Big data - big mess or big money?
Gaurav Garg
COO @ LetsLocalise | Creator of Multi-sided Ed-Tech Digital Platform | Transformational Leader | Programme Director | Ed-Tech Executive | Super Coach | I AM FUTURE READY | 074272 11111
Big data, algorithms, cloud, machine learning, hadoop, NO SQL, data scientists, artificial intelligence, advanced analytics …the list goes on and on and on. Everywhere I go, everyone seems to be talking about these topics but without much in-depth understanding of these. Questions galore but very few answers are available. In this blog I will try to de-mystify some aspects of big data. How do all of the topics fit together? What do the organizations need to do to get on the next wave of big opportunity? What are the challenges and how can organizations overcome these? How must companies react to this deluge of data we all find ourselves in?
In this digital world, everything we do leaves a digital print or creates data. We are creating data as never before - did you know that more than 90% of the world’s existing data was generated in the last 2 years?! With all the data being generated, companies are being pressured to do something with it – big data at the top of the Gartner Hype Cycle – at the Peak of Inflated Expectations.
Figure 1. The Stages of Big Data Adoption, 2013 and 2014
In 2014, n = 302; In 2013, n = 720.
Source: Gartner (September 2014)
Figure 1 above suggests that more than 70% of organizations are dabbling in big data but only about 12% have actually deployed solutions. Why is the rate of success so low? A lot of organizations look at all the data being collected, get excited about the possibilities and try to solve something, anything that may be aspirational and, hence, struggle to achieve desired outcome. In order to improve their success rate, I believe that organizations must change their approach to Big Data. They must start with identifying business outcomes that they are seeking and work backwards to the sources of data, relevant vendors in the space, the infrastructure required and the skills needed to achieve the business outcome.
As we define the business challenge as a starting point, we can then start to lay out the internal and external data sources needed and architect this data; identify the skills required for collecting and analysing the structured and unstructured data; and then agree on the infrastructure needed to support the process in a sustainable and a scalable manner. This approach ensures fast, tangible results as we grow skills, confidence, knowledge and scale on Big Data within the organization. Each of these steps, however, has challenges that need to be addressed adequately and strategically. So, let’s check each of these out individually.
Data is an asset – nothing new in the statement. However, not ALL data is an asset. Overwhelming amount of data that is being collected today can be categorized as noise which must be removed.
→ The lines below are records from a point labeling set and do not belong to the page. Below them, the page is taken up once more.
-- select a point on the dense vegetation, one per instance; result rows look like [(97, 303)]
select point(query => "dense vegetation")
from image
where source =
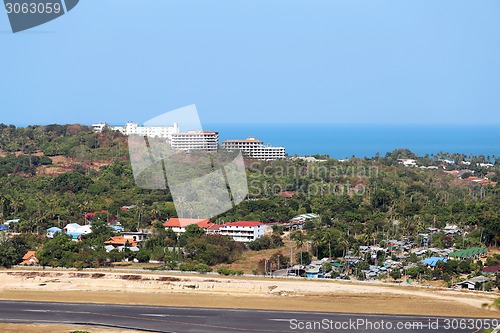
[(360, 201)]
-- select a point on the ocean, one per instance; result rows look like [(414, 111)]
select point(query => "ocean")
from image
[(344, 141)]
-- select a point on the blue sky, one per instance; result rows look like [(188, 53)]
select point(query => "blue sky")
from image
[(254, 61)]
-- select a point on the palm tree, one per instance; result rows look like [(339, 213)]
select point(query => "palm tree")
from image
[(299, 239)]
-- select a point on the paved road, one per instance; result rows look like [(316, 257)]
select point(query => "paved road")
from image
[(202, 320)]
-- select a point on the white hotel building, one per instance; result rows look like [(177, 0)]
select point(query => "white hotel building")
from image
[(134, 129), (196, 140), (254, 148), (241, 231)]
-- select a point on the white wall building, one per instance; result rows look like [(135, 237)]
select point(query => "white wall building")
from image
[(134, 129), (196, 140), (241, 231), (254, 148)]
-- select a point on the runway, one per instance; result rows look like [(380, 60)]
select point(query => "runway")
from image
[(207, 320)]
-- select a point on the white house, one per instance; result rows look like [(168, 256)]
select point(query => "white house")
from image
[(51, 232), (179, 225), (135, 236), (408, 162), (75, 230), (241, 231)]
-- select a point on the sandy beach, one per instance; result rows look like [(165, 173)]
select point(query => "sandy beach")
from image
[(122, 287)]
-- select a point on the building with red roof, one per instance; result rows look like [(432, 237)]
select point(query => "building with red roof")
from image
[(179, 225), (242, 231)]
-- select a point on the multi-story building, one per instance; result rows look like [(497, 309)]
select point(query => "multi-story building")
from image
[(241, 231), (134, 129), (196, 140), (254, 148)]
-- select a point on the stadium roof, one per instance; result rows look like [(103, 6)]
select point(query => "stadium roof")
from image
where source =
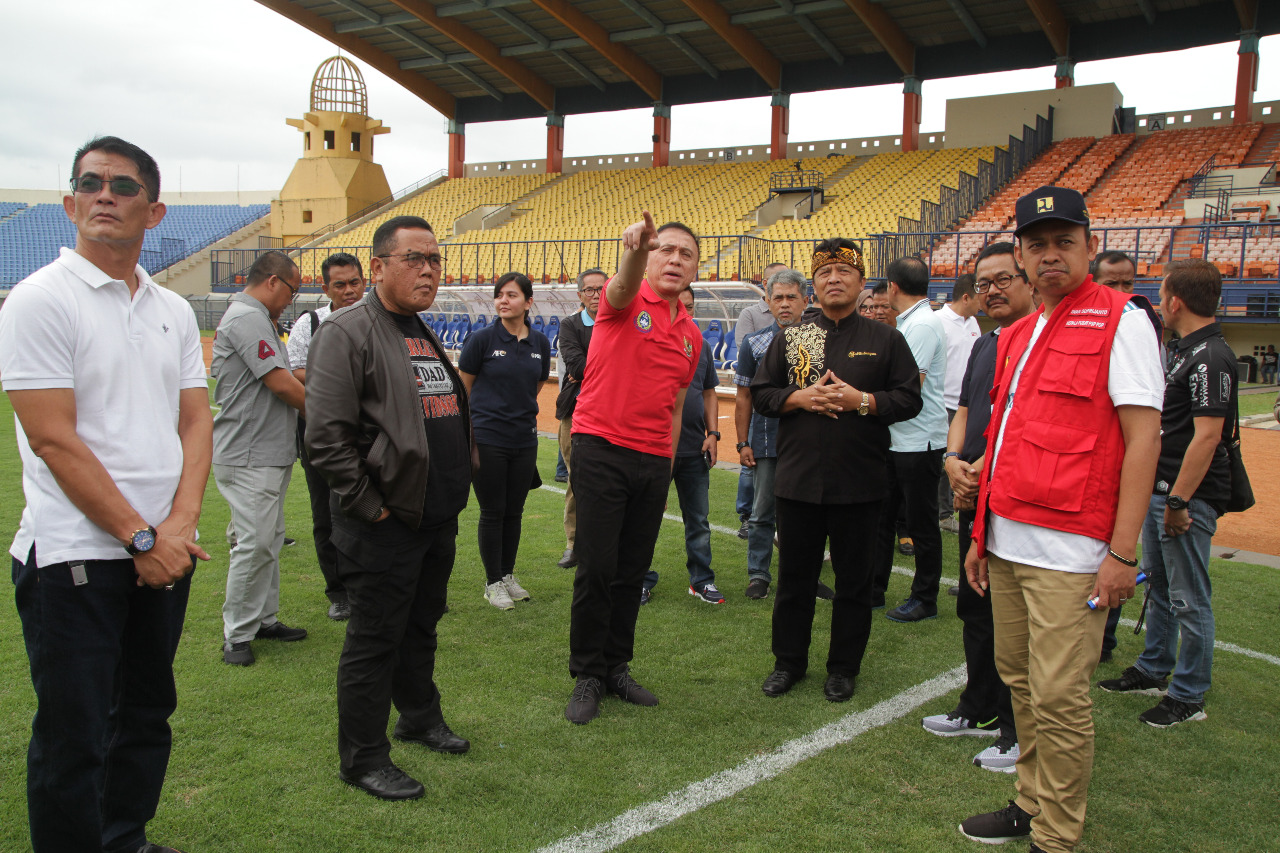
[(484, 60)]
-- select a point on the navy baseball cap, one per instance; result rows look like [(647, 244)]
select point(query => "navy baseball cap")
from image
[(1050, 203)]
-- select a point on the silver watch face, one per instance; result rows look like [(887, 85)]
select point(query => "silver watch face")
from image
[(144, 541)]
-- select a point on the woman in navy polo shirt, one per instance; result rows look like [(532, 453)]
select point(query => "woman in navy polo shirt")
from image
[(503, 368)]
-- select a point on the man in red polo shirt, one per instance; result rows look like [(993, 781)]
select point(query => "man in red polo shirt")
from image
[(643, 355)]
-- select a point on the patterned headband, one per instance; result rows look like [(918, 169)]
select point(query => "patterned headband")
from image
[(842, 255)]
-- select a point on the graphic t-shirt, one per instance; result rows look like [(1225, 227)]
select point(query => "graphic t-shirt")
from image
[(448, 479)]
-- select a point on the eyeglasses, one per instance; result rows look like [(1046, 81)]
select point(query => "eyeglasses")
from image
[(1001, 282), (91, 183), (417, 260), (293, 291)]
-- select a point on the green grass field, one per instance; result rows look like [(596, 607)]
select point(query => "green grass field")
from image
[(255, 762)]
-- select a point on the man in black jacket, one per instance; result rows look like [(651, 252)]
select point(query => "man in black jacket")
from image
[(575, 337), (835, 383), (391, 433)]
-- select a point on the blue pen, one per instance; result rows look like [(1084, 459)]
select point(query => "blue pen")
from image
[(1093, 602)]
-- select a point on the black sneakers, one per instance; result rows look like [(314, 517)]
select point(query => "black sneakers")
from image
[(996, 828), (387, 783), (1133, 680), (584, 705), (280, 632), (1171, 711)]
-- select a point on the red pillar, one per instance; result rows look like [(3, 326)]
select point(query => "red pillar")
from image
[(910, 113), (781, 126), (457, 150), (1064, 76), (661, 135), (1246, 78), (554, 142)]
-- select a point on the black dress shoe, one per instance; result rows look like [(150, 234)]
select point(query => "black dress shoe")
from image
[(839, 688), (439, 738), (387, 783), (778, 683), (280, 632), (237, 653)]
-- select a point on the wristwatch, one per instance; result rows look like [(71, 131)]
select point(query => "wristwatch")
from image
[(141, 541)]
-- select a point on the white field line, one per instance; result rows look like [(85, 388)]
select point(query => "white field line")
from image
[(725, 784), (951, 582)]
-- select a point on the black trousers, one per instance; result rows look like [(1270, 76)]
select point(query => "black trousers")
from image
[(502, 484), (984, 694), (915, 483), (803, 532), (321, 523), (396, 580), (101, 664), (620, 498)]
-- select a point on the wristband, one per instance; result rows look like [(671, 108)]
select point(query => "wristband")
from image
[(1132, 564)]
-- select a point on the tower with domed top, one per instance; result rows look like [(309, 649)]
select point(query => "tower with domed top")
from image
[(336, 176)]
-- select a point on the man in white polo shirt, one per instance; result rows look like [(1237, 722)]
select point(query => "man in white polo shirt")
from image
[(961, 329), (917, 447), (106, 378)]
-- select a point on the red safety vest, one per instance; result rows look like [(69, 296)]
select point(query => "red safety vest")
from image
[(1059, 465)]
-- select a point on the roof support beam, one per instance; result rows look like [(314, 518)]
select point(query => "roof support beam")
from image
[(432, 94), (1054, 23), (740, 39), (887, 33), (812, 31), (426, 48), (639, 10), (485, 50), (598, 37), (970, 24)]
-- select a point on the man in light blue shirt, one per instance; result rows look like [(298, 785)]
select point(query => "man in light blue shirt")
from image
[(917, 447)]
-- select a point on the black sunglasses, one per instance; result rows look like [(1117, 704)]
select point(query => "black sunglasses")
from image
[(119, 186)]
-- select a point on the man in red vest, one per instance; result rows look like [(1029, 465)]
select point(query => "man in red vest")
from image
[(1073, 445)]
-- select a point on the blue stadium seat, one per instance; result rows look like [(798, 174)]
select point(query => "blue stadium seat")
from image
[(552, 333), (728, 357)]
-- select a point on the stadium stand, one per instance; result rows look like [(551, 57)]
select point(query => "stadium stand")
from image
[(439, 205), (31, 236)]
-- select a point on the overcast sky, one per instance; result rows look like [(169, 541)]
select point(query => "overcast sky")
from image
[(205, 87)]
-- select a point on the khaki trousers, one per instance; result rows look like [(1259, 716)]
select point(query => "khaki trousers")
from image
[(1047, 646), (570, 501)]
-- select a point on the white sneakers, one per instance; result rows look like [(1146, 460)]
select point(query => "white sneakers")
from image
[(504, 593), (497, 594)]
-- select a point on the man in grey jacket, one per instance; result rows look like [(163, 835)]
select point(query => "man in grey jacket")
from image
[(389, 430)]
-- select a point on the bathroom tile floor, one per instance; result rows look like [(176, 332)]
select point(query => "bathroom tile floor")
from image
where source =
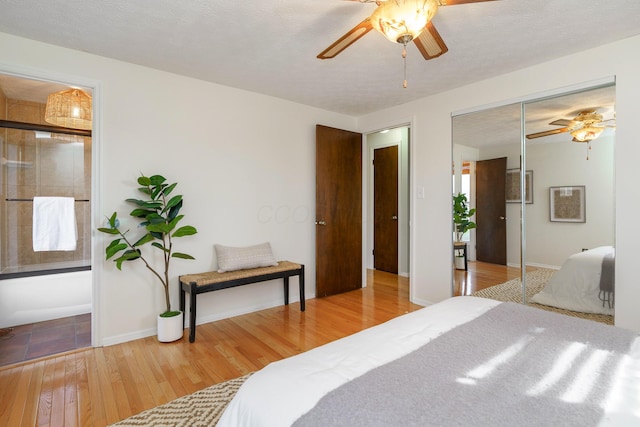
[(26, 342)]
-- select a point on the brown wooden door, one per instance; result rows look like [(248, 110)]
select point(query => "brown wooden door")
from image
[(385, 209), (338, 211), (491, 231)]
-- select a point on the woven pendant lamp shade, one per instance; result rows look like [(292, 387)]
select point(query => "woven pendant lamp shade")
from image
[(69, 108)]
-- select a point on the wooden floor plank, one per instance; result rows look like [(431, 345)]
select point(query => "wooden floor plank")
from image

As we move from ad-hoc, offline decision making (Descriptive Analytics) to pervasive, real-time decision making (Prescriptive Analytics), I believe that, companies will need to identify, remove noise, prepare and embellish their structured internal data with new data sources. Notwithstanding data quality and completeness issues, the existing internal data only provides skin-deep insights on customers. This must be augmented with the customers’ behavioural interactions to create their personal DNA – segment of one. On top of this foundation, you can add your research data, segmentations, derived attributes, propensity scores, prospect data, contact history, response and so on.
Majority of organizations lack the skills and capabilities needed across the big data value chain. Clearly, duality of the improvement in processing power and rate of data generation has caught us all unawares which has resulted in skills shortage. Some of the skills needed are Data Architects; Programmers for data preparation and to write algorithms; Data Analysts to identify relevant data sources and Data Scientists to draw data insights. For a sustainable innovation where multiple big data solutions come out frequently; organizations must encourage and build internal skills, through focused training programs, along with hiring external big data consultants to fill up the skills gap and hasten the learning process.
Anytime a technology is at the top of the Hype Cycle, it attracts a lot of vendors to cover its value chain. As such, big data space has many, many vendors offering plethora of niche solutions. Naturally, these vendors are chasing organizations for business and in the process confusing the matters. The mismatch in organizations’ need and understand of big data; and vendor niche offering muddles up waters. As stated above, my advice to organizations will be to identify a business outcome they seek and interact with those vendors who can help them achieve it. A short-delivery cycle on business outcome, irrespective of success or failure, will build excitement within the organization.
In summary, big data is a mess at the moment and it will soon slide down from the top of the Hype curve into the trough of disillusionment. This will result in vendor consolidation and establishing of standards and best practices will put it firmly on the plateau of value realization. I bet this to happen in next 2 – 3 years, if not earlier and organizations that are testing big data waters today will benefit most from their experience at that point.
Lastly, in this era of disruptive business models, I see vendors aligning themselves along the business outcomes in the same manner as Experian - a company that collects and provides credit rating on consumers. New data intermediaries will collect all the relevant external data for a specific business outcome. User organizations will link into this external data; combine it with internal data on their customers to develop insights. For example, in insurance sector accessibility to real-time data e.g. telematics, has significant impact on the assessment risk which is the foundation of insurance. I think that in near future we will see businesses emerge that would aggregate all this data and enable insurers to price risk on real-time basis.